What is much debated these days is the level of anonymization that is possible with current techniques. There are researchers who support the idea that the methods never manage to reverse this link with the original data, so they always become pseudonymous. In this case, it is essential to understand the law and comply with it.
In addition to these general considerations, the GDPR proposes some structural concerns that should be part of the company’s mindset and culture. First, it is necessary to stipulate a very specific and clear purpose for the use of the data and express it unambiguously to the data subjects. Once this purpose is established, it is only necessary to retain the data until it is fulfilled.
Another important point is free access. The owner must be free to consult his data, modify it, transfer it to other databases and even delete it at any time, even after having given his consent.
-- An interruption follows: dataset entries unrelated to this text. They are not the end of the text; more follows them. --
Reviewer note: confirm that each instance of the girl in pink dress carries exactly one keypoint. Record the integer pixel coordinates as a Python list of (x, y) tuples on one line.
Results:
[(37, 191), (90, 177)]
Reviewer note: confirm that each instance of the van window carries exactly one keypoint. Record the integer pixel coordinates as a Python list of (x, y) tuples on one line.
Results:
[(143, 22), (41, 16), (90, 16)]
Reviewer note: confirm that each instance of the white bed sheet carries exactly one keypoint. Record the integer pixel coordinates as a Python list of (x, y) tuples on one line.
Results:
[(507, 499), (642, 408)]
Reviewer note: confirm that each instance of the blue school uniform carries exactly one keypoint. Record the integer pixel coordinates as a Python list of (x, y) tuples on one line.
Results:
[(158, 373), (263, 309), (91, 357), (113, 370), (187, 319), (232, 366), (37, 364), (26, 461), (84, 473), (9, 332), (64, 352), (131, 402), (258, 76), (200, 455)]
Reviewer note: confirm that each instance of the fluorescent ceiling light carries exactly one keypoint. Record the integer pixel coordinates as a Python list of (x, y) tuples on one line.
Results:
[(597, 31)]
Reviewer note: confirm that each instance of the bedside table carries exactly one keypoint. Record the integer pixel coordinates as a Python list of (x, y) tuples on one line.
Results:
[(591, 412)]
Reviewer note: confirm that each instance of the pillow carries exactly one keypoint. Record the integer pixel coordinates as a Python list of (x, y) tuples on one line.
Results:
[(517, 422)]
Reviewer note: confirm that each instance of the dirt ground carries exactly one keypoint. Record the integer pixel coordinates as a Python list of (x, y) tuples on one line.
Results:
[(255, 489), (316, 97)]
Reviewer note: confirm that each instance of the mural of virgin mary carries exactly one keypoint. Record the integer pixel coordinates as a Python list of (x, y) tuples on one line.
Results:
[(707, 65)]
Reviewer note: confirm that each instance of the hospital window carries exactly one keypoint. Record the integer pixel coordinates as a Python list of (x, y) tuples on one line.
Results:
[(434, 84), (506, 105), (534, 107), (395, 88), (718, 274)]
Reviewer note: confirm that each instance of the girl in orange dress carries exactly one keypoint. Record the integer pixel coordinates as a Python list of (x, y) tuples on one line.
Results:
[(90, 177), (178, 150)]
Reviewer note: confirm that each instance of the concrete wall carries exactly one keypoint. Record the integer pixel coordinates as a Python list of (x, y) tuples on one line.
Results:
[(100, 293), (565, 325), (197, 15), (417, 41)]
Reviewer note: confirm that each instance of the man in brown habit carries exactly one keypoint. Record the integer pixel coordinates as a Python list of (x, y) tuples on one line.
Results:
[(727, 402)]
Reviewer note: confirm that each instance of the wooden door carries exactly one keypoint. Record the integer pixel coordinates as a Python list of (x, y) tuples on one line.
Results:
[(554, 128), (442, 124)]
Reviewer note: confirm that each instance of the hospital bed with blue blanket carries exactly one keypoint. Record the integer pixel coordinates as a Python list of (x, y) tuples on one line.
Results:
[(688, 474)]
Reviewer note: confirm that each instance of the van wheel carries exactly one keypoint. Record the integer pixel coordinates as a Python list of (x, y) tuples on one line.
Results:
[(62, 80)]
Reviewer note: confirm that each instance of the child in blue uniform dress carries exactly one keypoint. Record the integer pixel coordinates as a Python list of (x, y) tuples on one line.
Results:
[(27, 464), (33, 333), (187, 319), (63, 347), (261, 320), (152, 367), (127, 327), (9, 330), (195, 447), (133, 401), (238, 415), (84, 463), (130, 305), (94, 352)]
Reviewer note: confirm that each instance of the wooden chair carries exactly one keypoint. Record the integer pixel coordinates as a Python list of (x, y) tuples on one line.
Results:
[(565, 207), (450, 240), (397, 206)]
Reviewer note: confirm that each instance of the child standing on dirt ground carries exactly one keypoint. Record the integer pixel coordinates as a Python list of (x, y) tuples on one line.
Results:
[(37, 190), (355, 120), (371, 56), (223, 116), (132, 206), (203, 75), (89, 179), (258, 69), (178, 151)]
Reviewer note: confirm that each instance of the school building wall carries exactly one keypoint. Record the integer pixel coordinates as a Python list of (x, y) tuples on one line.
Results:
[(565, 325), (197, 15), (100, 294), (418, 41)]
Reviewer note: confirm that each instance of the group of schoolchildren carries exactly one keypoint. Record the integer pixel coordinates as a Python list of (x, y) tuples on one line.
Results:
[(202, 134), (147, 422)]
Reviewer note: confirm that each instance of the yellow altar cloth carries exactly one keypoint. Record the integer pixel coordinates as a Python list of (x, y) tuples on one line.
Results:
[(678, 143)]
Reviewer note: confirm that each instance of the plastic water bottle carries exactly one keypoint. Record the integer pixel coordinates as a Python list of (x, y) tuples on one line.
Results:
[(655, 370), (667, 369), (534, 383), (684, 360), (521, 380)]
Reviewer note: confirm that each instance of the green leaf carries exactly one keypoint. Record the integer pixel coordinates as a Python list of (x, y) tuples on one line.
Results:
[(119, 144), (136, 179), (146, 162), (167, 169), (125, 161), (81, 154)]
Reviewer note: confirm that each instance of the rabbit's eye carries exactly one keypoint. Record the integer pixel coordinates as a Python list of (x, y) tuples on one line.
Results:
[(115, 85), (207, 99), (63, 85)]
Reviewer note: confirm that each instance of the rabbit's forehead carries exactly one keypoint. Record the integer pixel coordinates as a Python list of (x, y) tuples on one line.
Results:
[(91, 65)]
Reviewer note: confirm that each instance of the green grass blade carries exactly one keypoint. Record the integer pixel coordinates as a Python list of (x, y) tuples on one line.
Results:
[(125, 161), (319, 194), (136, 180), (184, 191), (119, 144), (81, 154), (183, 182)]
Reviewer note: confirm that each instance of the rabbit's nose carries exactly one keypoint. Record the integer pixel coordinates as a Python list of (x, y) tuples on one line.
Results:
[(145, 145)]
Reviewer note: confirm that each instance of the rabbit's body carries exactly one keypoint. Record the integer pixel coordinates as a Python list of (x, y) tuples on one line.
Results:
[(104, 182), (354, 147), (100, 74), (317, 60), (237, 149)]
This is the great differential issue of privacy laws such as the GDPR (General Data Protection Regulation) and the laws of each country for the subject: the total focus on the owner.
Currently, the following rights of the individual regarding their data are officially recognized:
- to be forgotten;
- right to information;
- Right of access;
- to request modifications to his data;
- to withdraw consent;
- right of opposition;
- to data portability.
Dedicated professional
Additionally, the company must establish an internal general authority to oversee the data, and that person must report to general and external bodies. In some cases, he is a Data Protection Officer.
In cases of incidents that involve personal or sensitive data, it is necessary to notify the owners and the main organizations, with a clear definition of the measures that will be taken for intervention. It is essential to be clear about what will be done.
If companies do not properly manage security and privacy, they may be fined up to MX$27 million pesos, or may suffer warnings and data blocking, each action depending on the level of the problem and the impact on the headlines.
In the modern data-driven world, concerns about laws and privacy must be central. After all, for a conscious and healthy use of these assets, companies must resort to the principles of the law and actively care about the rights of their customers, as this translates into trust in the business relationship.
From then on, data must be carefully managed throughout its lifecycle. It will be essential to map them by use and look for an overview of how these assets are being applied, so that a complete and safe inspection is possible.
As we have seen, the division between personal, confidential and anonymous data is fundamental to a culture that views data as assets and cares about privacy. Understanding these conceptions and their differences is the first step to adapting to the GDPR and advancing the discussion about privacy and security. In this way, the company can reduce friction in this compliance and optimize its results.